ACMM08

From NMSL

Here are some of the results from running the new code. SigThresh is hard coded at 0.25 which seems to work well for various types of video. The plots for frame distance are given in discussion_18apr08.pdf

Video#FramesSummary Image
city299 city
ice239 ice
foreman299 foreman
soccer299 soccer
doc_reality (from CBC)2000 doc_reality
car surveillance video 1490 car surveillance 1
car surveillance video 2 (night)540 car surveillance 2
car surveillance video 3420 car surveillance 3

As it can be seen from the extracted summaries, the algorithm succeeds in detecting shots. For videos that contain only one shot, only one key frame is extracted such as city and ice sequences. While for multi shot videos several frames are extracted. A good example here is the doc_reality sequence provided by CBC that has a lot of shots. In addition, since we are using all three color elements (HSV), changes in the brightness are detected e.g. the first fews key frames in doc_reality. We may want to change this for surveillance applications and use only H and S.

The algorithm fails to extract meaningful key frames for surveillance videos especially the last two. As it can be seen from the plots, although there is a significant raise/drop in the distance, no new key frame is extracted. This is semantically correct since there is no new shot. However, we need to address this issue either by parameter tuning or changing the algorithm. Characteristics of surveillance videos can help us tune the algorithm for such applications. For example, since the background in surveillance videos is usually steady, we may want to subtract an average histogram (computed progressively) from all video frames, so small changes can be detected more easily.
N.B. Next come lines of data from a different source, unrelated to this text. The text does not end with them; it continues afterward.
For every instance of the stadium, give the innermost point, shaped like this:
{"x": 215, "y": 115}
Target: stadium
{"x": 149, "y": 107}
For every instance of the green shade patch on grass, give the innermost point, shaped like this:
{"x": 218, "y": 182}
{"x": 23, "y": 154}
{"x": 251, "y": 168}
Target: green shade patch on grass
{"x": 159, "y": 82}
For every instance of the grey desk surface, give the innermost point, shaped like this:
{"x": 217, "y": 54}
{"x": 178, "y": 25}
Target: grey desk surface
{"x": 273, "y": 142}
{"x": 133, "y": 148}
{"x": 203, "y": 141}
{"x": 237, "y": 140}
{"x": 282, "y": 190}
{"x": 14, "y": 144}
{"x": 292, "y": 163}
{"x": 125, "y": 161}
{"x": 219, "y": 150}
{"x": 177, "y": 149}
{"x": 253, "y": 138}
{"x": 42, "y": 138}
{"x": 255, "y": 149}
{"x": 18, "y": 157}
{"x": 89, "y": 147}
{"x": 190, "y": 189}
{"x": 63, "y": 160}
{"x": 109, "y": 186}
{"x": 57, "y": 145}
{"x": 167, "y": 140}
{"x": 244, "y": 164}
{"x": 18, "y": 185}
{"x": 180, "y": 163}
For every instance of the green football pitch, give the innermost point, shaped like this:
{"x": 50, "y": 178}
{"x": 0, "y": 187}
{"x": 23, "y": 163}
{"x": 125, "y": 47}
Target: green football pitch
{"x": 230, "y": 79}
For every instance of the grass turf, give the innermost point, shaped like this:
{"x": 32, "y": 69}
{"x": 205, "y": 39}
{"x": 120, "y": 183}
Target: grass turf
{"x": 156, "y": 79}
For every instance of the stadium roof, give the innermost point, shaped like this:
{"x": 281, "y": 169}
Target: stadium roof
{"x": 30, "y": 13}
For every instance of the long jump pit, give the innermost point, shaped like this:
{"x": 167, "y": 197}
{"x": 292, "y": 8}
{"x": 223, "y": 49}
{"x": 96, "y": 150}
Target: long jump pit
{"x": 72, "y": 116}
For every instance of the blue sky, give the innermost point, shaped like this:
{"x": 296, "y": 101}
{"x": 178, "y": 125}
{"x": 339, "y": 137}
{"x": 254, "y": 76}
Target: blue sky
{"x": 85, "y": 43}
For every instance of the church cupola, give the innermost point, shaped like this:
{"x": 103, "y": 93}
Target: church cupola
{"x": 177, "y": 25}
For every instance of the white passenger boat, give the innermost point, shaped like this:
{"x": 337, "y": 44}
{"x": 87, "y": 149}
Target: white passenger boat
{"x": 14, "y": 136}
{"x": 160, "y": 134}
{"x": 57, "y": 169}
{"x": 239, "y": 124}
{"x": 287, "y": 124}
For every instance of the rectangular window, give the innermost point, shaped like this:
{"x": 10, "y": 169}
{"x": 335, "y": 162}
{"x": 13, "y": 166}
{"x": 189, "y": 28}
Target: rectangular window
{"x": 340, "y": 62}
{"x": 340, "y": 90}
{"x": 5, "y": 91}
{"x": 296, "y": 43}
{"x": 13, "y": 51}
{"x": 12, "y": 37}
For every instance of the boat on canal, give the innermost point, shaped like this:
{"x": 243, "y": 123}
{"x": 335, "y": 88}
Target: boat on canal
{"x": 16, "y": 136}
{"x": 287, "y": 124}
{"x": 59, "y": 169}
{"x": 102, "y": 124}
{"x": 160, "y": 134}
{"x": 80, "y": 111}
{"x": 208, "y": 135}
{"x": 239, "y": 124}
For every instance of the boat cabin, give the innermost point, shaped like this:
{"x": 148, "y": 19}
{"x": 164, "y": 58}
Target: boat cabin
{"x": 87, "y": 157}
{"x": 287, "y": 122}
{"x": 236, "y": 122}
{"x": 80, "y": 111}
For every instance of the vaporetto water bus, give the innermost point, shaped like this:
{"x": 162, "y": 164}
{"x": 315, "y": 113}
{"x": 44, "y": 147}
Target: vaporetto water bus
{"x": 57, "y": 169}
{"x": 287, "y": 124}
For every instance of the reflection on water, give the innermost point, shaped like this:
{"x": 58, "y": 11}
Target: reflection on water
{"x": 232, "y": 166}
Hierarchical Summarization: From what I understand, the distance of frames are measured to the last key frame so far. This means that we are tracing the distance and when it reaches its maximum we declare a new key frame. The algorithm provides us with root key frames as a starting points. These frames are intuitively the ones that are farthest from each other thus maximizing the frame coverage. In order to add more details to the summary we process each shot individually. Therefore, for an online system, we need to keep all the frames between the two subsequent root key frames (peaks in the plot). From all the frames in th shot, we calculate the maximum distance to the previous root key frame. From the number of frames in the current shot, and the desired summarization ratio, we can calculate the number of extra frames we need, M. The interval (on y-axis) is divided into M+1 equal segments and M frames are selected. This approach maximizes the distance (visual difference) between the extra key frames and the root key frames. Note that this is very different from uniform temporal sampling (equal distances on x-axis) as it provides more detail for the parts that have more changes. In other words, it is reflects the content progression of the video instead of temporal progression by taking more samples only if there is more visual change. We need to come up with a technique to allocate key frame to shots. Some shots do not need as many frames as others. The distance plot can help us identify these shots which correspond to flat parts of the plot (e.g. the last segment in foreman).